Fig 1. Apparatus used to stimulate neuronal cultures with external electric fields.

(A) Waveforms of the measured applied voltage between the electrodes (upper row) and within the fluid (lower row), approximately at the center of the experimental cell where the culture is located. Left column is for pulse durations of 1ms and the right is for durations of 100 μs. (B) The plastic insert with one pair of electrodes used to stimulate the neuronal culture. The electrode wires are indicated in the picture by arrows. A plastic rim extending into the medium locates the two parallel platinum wire electrodes about 1 mm above the culture. (C) The device used to stimulate the neuronal culture with two orthogonal pairs of electrodes. A plastic rim holds two pairs of platinum electrodes about 1mm above the culture, which are denoted in the picture by arrows. (D) Sketch of the electrical circuit for a pair of electrodes that is driven by a single square pulse with varying durations.
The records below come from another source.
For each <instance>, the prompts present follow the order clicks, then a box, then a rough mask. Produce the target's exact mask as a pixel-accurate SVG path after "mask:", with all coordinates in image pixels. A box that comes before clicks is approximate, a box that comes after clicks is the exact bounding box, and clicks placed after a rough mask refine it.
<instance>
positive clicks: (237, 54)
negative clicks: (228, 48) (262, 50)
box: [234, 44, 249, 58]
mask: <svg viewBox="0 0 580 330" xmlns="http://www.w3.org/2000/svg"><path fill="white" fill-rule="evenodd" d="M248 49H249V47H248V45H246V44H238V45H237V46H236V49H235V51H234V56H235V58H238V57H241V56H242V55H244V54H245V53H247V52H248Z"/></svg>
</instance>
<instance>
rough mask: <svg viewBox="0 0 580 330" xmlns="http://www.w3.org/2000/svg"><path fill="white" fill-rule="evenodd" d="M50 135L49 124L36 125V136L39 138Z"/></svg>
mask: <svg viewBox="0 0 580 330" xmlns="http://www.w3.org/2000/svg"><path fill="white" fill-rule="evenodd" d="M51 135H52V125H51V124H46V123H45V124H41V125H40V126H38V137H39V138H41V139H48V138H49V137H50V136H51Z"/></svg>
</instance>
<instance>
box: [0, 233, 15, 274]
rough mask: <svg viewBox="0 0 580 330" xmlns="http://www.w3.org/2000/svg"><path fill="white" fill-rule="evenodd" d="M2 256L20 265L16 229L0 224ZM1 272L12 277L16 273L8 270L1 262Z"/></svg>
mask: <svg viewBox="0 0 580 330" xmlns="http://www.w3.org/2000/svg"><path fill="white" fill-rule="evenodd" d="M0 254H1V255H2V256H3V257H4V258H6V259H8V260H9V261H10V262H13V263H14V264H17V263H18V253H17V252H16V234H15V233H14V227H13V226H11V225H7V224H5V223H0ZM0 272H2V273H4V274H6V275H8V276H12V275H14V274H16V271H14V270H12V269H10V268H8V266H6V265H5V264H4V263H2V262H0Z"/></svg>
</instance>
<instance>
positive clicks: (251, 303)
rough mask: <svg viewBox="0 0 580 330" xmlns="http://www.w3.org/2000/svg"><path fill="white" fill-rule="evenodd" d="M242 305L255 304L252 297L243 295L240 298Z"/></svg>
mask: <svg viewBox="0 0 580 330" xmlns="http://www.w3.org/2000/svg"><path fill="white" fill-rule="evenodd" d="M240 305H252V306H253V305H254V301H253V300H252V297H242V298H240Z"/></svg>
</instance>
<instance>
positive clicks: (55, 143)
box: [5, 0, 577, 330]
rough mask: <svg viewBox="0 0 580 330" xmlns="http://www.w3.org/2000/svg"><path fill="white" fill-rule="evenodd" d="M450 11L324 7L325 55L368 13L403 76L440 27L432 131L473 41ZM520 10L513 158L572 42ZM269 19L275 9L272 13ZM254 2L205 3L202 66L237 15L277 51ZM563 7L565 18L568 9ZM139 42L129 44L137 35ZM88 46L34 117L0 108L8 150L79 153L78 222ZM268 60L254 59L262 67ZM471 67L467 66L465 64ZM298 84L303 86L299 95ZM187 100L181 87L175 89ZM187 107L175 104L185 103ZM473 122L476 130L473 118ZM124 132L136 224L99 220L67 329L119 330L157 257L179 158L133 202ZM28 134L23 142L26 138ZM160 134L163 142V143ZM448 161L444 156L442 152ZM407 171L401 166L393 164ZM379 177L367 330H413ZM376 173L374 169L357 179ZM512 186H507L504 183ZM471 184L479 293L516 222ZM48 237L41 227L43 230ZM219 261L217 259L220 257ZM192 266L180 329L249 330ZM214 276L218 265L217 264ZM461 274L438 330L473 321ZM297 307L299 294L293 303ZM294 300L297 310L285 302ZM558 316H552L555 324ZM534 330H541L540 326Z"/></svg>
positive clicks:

The electric field created between these electrodes is used to stimulate a neuronal network cultured on a glass coverslip. (E, F) Sketch of the electrical circuit for two pairs of electrodes that are fed with separate single square pulses with varying durations (synchronized but with no common ground). Changing the relative amplitudes changes the orientation of the electrical field, which is used to directionally stimulate a neuronal network cultured on a cover slip. (G) Sketch of the electrical circuit for obtaining a rotating electric field. Two pairs of electrodes are each fed with one cycle of sine or of cosine voltage pulses (i.e. two signals with the same amplitude but phase shifted by π/2).